A Six Sigma Approach for Precision Machining in Milling

• Published in: Procedia engineering Vol. 97; pp. 1474 - 1488
• Main Authors: Nithyanandam, Ganesh Kumar, Pezhinkattil, Radhakrishnan
• Format: Journal Article
• Language: English
• Published: Elsevier Ltd 2014
• Subjects: DOE; Machining; Milling; Process variation; DOE; Process variation; Machining; Milling
• ISSN: 1877-7058; 1877-7058
• DOI: 10.1016/j.proeng.2014.12.431

Controlling the process variations on the perimeter of a component to the targeted mean in milling is a huge challenge. Several factors such as spindle speed, feed rate, depth of cut, etc. affects this process variation. In this paper, spindle speed and feed rate are considered. Aluminum alloy 6061 widely used materials in aircraft, automobile and helicopter components is selected for this study. A full factorial design of experiment is carried out with five levels. Three different machining conditions: machining 2mm thickness, machining 3mm thickness and machining 4mm thickness are considered. The objectives of the study are: (a) to determine the optimum cutting parameters to minimize the process variations found on the perimeter of the work piece;’ (b) to determine which machining condition provides least process variations. To achieve this, 25 different combinations of experiments are conducted under each machining condition. Thus, a total of 75 experiments are carried out. Non-contact laser detection system is used to collect the real-time machining data. Two-way ANOVA is used to analyze the data.
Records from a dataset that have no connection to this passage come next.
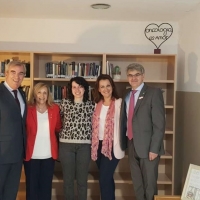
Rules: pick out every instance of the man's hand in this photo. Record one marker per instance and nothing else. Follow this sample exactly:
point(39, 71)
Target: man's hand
point(152, 156)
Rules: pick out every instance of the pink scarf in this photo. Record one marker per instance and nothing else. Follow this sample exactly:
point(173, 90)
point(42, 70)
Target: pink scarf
point(108, 131)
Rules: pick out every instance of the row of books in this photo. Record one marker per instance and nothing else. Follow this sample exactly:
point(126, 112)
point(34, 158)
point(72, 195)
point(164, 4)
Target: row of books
point(5, 62)
point(67, 70)
point(60, 92)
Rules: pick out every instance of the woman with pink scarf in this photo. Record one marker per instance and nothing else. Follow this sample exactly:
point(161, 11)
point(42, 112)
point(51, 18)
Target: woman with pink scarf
point(106, 149)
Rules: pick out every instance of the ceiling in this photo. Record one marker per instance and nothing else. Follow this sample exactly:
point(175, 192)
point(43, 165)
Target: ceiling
point(120, 10)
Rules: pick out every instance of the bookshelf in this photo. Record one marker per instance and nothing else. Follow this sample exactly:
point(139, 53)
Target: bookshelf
point(160, 72)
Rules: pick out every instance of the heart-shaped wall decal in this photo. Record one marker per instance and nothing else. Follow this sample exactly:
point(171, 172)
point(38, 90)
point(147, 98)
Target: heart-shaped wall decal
point(158, 34)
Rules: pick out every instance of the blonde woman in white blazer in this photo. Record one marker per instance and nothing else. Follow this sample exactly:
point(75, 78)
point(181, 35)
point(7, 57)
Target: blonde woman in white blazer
point(106, 149)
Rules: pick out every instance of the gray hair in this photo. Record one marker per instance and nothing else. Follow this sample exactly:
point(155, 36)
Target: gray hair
point(15, 63)
point(135, 66)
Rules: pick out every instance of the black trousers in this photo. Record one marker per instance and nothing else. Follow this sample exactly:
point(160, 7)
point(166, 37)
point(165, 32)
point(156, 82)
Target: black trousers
point(144, 174)
point(106, 171)
point(39, 175)
point(9, 180)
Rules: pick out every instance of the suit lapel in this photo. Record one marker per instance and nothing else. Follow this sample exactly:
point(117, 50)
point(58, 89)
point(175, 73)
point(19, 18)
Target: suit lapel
point(140, 98)
point(24, 99)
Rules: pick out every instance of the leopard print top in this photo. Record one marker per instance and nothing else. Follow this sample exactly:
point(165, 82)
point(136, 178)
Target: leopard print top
point(77, 121)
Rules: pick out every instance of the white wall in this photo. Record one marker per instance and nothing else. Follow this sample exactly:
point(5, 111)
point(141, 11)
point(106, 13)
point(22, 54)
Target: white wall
point(80, 36)
point(189, 53)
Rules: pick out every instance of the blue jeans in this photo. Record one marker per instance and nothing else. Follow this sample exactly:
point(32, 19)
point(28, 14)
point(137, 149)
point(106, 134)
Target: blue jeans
point(75, 160)
point(106, 171)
The results found that (a) both spindle speed and feed rate are significant over the process variations on the perimeter of a component; (b) feed rate is more significant on the outcome when compared to spindle speed; (c) process variations found on the perimeter of the component size 2mm thickness are more when compared to a component size 4mm thickness; and (d) mathematical models are derived for determination of optimum cutting parameters to achieve tighter process variations.